COGNITIVE_ACTIONS_EXECUTE_URL = "https://api.cognitiveactions.com/actions/execute" # Hypothetical endpoint
action_id = "c1a64c3a-0add-455e-8ca1-ad359be1b2f3" # Action ID for Convert Receipt Image to JSON
# Construct the input payload based on the action's requirements
payload = {
"image": "https://replicate.delivery/pbxt/JBOFOmUfX5CA1S8SSgXT0SpvuYLDchyni4Kgk8yD7srz7EOo/image.jpeg"
}
headers = {
"Authorization": f"Bearer {COGNITIVE_ACTIONS_API_KEY}",
"Content-Type": "application/json"
}
try:
response = requests.post(
COGNITIVE_ACTIONS_EXECUTE_URL,
headers=headers,
json={"action_id": action_id, "inputs": payload} # Hypothetical structure
)
response.raise_for_status() # Raise an exception for bad status codes (4xx or 5xx)
result = response.json()
print("Action executed successfully:")
print(json.dumps(result, indent=2))
except requests.exceptions.RequestException as e:
print(f"Error executing action {action_id}: {e}")

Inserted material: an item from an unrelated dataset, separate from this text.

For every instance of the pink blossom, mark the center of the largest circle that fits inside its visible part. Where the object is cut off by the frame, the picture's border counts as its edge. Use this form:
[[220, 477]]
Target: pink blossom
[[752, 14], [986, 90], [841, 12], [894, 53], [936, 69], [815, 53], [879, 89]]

if e.response is not None:
print(f"Response status: {e.response.status_code}")
try:
print(f"Response body: {e.response.json()}")
except json.JSONDecodeError:
print(f"Response body: {e.response.text}")
In this code snippet, replace YOUR_COGNITIVE_ACTIONS_API_KEY with your actual API key. The input payload is constructed according to the required schema, and the request is sent to the hypothetical endpoint.
Conclusion
The sulthonmb/ocr-receipt Cognitive Action simplifies the process of digitizing receipts, transforming them into structured JSON for easy data extraction. By utilizing this technology, developers can enhance their applications with features that automate receipt processing and improve overall user experience. Consider exploring additional use cases, such as integrating this action into expense management systems or financial applications. Happy coding!